At a funeral of an Aids victim (there are several of these), a retired teacher stands up to give a speech. ”How is it that we let our government, our government, get away with mass murder? A genocide of the poor? Why are we allowing the government to squander the resources of our country on arms when the real war facing us demands antiretrovirals?”

Although decrying patriarchy, Edith says that ”the identity of many a woman is so tied up with her husband’s, she wouldn’t know who she was without him”. Yet another time she says men should be reminded of their responsibilities. ”We must rekindle what has been extinguished by the cruel fires of history — These men are our sons — We can’t just give up on them.”

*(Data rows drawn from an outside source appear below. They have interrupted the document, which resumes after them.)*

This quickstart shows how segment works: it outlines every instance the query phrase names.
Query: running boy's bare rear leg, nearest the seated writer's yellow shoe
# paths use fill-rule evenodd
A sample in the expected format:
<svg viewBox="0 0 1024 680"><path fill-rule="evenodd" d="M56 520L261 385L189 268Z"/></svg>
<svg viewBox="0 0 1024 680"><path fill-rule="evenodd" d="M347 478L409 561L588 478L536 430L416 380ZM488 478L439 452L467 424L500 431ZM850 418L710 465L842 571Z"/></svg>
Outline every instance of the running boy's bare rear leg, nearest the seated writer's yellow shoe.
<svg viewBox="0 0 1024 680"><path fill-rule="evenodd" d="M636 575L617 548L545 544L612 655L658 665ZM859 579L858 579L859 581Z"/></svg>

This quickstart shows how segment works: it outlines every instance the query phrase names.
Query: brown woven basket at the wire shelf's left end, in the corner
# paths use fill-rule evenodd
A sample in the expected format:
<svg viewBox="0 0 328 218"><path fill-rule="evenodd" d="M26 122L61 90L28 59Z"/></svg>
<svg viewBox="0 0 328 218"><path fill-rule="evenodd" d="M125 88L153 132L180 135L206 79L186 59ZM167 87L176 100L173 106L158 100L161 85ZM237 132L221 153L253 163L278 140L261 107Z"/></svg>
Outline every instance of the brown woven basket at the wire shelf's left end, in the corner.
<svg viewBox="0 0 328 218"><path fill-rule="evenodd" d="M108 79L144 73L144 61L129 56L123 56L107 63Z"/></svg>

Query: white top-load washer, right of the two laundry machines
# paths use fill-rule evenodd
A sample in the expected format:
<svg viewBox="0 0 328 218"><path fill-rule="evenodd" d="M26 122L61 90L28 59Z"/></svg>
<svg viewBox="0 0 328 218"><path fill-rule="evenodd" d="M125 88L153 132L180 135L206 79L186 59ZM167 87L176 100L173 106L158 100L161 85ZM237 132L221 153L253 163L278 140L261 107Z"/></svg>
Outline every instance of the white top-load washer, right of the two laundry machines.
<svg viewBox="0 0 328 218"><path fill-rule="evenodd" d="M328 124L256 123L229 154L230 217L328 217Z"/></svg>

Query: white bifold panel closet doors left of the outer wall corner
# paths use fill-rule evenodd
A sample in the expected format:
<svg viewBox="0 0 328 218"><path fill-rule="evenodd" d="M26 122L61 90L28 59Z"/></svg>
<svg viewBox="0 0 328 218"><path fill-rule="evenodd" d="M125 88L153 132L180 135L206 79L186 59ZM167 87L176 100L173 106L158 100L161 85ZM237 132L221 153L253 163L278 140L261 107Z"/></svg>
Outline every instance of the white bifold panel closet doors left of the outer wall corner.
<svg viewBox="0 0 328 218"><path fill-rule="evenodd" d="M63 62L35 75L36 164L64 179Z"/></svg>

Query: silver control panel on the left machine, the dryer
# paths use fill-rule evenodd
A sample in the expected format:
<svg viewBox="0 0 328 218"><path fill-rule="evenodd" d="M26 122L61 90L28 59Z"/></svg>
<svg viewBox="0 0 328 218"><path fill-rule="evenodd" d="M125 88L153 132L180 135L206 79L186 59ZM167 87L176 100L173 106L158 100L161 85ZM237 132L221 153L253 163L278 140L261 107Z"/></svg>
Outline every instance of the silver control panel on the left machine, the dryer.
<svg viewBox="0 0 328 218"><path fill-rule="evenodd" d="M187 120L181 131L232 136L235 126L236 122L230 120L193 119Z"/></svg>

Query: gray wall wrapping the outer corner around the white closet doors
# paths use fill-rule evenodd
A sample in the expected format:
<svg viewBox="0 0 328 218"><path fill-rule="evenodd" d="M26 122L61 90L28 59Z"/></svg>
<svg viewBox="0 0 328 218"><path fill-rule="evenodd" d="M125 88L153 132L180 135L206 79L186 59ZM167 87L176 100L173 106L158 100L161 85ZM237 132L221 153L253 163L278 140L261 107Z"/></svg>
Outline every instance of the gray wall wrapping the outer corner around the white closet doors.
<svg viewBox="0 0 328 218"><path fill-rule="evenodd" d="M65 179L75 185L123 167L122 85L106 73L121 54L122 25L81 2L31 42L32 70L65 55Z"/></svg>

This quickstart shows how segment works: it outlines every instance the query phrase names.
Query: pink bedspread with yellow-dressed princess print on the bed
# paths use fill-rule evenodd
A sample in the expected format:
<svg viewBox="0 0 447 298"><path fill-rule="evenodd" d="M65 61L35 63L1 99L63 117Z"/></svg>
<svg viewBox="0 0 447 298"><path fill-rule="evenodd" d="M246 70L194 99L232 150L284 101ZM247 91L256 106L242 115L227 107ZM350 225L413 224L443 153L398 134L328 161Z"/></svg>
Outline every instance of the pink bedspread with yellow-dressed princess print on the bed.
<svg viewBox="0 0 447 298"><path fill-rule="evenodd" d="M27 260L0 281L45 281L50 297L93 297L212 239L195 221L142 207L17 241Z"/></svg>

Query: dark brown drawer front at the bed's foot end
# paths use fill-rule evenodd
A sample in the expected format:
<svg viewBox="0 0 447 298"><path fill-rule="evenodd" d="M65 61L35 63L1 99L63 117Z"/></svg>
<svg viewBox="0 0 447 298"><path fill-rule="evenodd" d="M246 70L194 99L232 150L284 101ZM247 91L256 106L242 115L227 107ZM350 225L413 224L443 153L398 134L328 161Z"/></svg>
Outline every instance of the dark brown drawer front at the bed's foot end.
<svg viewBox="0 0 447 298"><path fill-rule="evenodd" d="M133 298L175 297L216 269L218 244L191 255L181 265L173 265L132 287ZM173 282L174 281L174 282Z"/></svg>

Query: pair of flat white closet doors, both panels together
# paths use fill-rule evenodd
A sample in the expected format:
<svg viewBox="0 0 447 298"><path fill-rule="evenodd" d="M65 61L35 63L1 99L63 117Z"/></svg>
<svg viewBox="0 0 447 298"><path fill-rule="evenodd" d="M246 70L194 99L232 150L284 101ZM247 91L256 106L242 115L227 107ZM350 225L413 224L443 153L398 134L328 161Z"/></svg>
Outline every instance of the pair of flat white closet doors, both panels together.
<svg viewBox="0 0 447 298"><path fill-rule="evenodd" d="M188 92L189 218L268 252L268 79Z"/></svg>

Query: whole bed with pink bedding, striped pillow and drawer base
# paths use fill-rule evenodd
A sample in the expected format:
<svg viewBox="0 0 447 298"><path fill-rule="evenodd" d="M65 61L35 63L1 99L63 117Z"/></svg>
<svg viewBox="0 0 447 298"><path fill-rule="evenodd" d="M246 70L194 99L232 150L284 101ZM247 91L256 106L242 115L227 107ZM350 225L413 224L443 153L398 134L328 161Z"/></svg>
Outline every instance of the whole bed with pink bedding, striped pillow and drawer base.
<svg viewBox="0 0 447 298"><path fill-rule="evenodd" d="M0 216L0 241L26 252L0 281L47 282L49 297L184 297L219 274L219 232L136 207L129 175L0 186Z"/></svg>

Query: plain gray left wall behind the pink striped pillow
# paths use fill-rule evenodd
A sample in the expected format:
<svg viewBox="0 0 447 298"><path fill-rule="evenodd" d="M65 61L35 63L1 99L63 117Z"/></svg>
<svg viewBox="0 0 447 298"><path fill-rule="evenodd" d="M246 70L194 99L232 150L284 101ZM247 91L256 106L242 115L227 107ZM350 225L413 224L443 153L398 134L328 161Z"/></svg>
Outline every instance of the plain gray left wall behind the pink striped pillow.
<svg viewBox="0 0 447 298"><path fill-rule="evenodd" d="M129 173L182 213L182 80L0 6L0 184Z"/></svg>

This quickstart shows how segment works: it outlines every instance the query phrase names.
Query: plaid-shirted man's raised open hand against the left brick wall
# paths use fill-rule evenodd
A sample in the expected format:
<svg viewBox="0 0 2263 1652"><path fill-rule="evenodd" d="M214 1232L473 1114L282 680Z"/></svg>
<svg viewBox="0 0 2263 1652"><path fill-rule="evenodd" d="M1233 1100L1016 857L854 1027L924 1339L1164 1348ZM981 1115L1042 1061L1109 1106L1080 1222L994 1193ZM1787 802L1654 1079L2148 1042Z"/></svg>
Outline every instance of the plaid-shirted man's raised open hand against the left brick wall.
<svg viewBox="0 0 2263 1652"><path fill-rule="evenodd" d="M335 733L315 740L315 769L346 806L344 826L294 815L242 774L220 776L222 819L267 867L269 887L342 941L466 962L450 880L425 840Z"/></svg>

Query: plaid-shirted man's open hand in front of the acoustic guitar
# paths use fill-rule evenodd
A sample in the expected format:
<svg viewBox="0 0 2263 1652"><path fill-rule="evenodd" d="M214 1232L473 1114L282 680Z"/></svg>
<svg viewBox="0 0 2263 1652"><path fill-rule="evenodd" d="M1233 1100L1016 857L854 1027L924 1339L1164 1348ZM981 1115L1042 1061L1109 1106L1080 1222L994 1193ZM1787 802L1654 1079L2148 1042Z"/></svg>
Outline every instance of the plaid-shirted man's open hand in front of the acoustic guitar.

These and other instances of dialogue reminded me of what one critic says is wrong with most novels: sometimes one feels that the novelist is a dictator, that the characters are merely extensions of the author. Although the characters may have names, they don’t feel like real people one expects to bump into on the street.

Magona’s book recalls the debate kicked off by the essay written by Russian poet, Marina Tsvetaeva, titled Poets with History and Poets without History. It is a theme much written about in literary studies, in which French philosopher, Roland Barthes, wrote: ”Poets with history are — poets of a theme.” The readers ”always know what they are writing about — Rarely are they pure lyricists — Poets with history are, above all, poets of will.”

Beauty’s Gift shows Magona’s will, her passionate concern and her righteous fury at the ravages that Aids has brought upon the communities she writes about. No less real is Tadjo’s passion for her subject. Both writers could loosely be described as poets with history.

Yet Tadjo’s is the triumphant narrative, one that goes beyond the constraints of a particular locale and history. Indeed, in an interview with the translator of her book, Tadjo said: ”The challenge [of the story] is that it has to be rooted in the particular, while at the same time, [possessing] the potential to become relevant to other people outside this reality.”

This is why, perhaps, as I read The Blind Kingdom, I didn’t find it a particularly Ivorian story; the devastation she writes about could have been that in Zimbabwe, Somalia, the DRC or the Liberia of old.

On the other hand, the ravages Magona writes about do not quite morph into a personal tragedy even though Aids has claimed several of my relatives. The tragic winds that quietly blow throughout her narrative don’t quite rise above the Cape peninsula.

Yet both stories have much to recommend them. Tadjo’s resonant narrative is a rebuke to dictators snuffing out the dreams of millions on the continent, whereas the passionate particularity of Magona’s story shows how outdated traditions have actively provided succour as Aids wipes out communities.